The Pakistani government has taken the war to Taliban sanctuaries, placing the Taliban between two slow grindstones -- Pakistan's army to the south, NATO to the north. The Taliban surge of guerrilla and terrorist attacks in Afghanistan is an attempt by current Taliban leadership to escape the trap by breaking Afghan and international will to persevere. A surge of NATO forces would thwart this ploy both politically and militarily, particularly if Pakistan permits cross-border "hot pursuit" operations. Terrorists exploit anarchic regions -- that is why defeating them means winning a global war. In certain locales, Somalia for example, a "contain and raid" approach may suffice.
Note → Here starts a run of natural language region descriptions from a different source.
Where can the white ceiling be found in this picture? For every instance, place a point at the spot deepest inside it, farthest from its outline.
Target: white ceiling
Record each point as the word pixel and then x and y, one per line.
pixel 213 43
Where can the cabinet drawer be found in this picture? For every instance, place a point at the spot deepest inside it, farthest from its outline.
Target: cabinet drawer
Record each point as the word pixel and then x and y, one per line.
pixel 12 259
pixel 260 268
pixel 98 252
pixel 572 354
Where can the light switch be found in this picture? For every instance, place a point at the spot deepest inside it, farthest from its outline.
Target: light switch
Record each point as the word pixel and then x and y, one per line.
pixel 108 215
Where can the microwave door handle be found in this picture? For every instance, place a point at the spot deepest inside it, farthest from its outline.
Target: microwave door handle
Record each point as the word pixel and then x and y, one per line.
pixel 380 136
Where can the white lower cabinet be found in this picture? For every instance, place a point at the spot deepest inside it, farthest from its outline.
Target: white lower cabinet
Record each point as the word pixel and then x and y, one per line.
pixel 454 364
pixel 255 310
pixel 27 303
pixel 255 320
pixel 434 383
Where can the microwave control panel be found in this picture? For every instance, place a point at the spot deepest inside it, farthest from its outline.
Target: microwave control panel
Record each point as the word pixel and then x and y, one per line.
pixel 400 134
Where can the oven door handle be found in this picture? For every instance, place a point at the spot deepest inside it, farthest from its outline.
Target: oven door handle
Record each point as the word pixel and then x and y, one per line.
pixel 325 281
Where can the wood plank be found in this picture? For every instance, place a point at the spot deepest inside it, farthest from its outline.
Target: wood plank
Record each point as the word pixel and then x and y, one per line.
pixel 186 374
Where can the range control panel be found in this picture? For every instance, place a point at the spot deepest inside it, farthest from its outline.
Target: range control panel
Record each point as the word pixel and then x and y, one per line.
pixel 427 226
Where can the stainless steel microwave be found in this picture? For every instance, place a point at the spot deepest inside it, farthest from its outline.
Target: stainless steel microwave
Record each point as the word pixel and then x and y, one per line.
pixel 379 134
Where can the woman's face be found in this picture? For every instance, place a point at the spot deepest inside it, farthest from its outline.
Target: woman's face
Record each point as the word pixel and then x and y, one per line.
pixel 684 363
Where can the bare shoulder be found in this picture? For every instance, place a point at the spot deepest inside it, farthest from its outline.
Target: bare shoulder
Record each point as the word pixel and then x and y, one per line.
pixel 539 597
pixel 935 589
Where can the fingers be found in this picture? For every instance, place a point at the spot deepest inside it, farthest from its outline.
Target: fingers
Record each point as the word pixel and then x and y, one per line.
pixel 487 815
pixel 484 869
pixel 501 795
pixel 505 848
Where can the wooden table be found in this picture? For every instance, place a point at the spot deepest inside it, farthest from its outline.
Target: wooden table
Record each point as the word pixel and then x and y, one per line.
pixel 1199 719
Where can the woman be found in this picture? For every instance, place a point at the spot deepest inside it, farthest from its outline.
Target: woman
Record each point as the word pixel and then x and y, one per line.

A seacoast where the U.S. can use its Navy makes counter-terror raiding a more attractive option. In landlocked Afghanistan, a robust counterinsurgency campaign supporting nation-building is the best strategic choice because a stable, self-policing Afghanistan promotes stability from India through Pakistan and deep into central Asia.

Achieving that difficult, time-, treasure- and blood-consuming goal requires a continued major international military presence. It also requires morale-sustaining leadership by a U.S. president who understands on planet linked by Internet and jumbo jets there is no place to retreat.